Do You Over-Exercise?
While exercise in moderation is healthy, you can overdo it. Individuals
can cross the line from healthy to compulsive exercise, characterized by
an inability to give up a workout despite sickness, injury or
exhaustion, and planning one’s entire social life around scheduled and
repeated workouts.
Researchers at Remuda Ranch, a treatment center in Wickenburg, AZ, say
that overexercise can be a part of bulimia and a component of other
eating disorders. In fact, women with bulimia can and often do cut down
or cut out their vomiting as they grow older. But as they reach middle
age, many start ratcheting up their exercise regimens as a substitute.
If you wonder whether you’ve crossed the line, take the following quiz.
Test yourself for Signs of Compulsive Exercise
1. Do you feel guilty if you miss your workout?
2. Do you still exercise if you are sick or hurt?
3. Would you miss going out with friends or spending time
with family just to ensure you got your workout in?
4. Do you become emotionally upset if you miss a workout?
5. Do you calculate how much to exercise based on how
much you eat?
6. Do you have trouble sitting still because you're not
burning calories?
7. If you are unable to exercise one day, do you feel
compelled to cut back on what you eat that day?
If you answer yes to one or more of these questions, you may be damaging
your health, especially if you are older.

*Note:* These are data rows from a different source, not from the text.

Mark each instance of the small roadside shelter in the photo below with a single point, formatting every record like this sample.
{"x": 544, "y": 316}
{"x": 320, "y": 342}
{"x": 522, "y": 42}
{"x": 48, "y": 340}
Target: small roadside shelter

You’re putting too much stress
on your body; the body needs time to repair itself between workouts. The
immune system needs rest to rejuvenate.
Aging also stresses the body – it’s an inescapable biological fact of
life. Adding additional stress from exercise to a body already worn and
torn by injury, illness or aging can lead to more illness. Beyond the
rips and pulls of sports injuries, there are other problems like
osteoporosis to consider. Another consequence is eating disorders.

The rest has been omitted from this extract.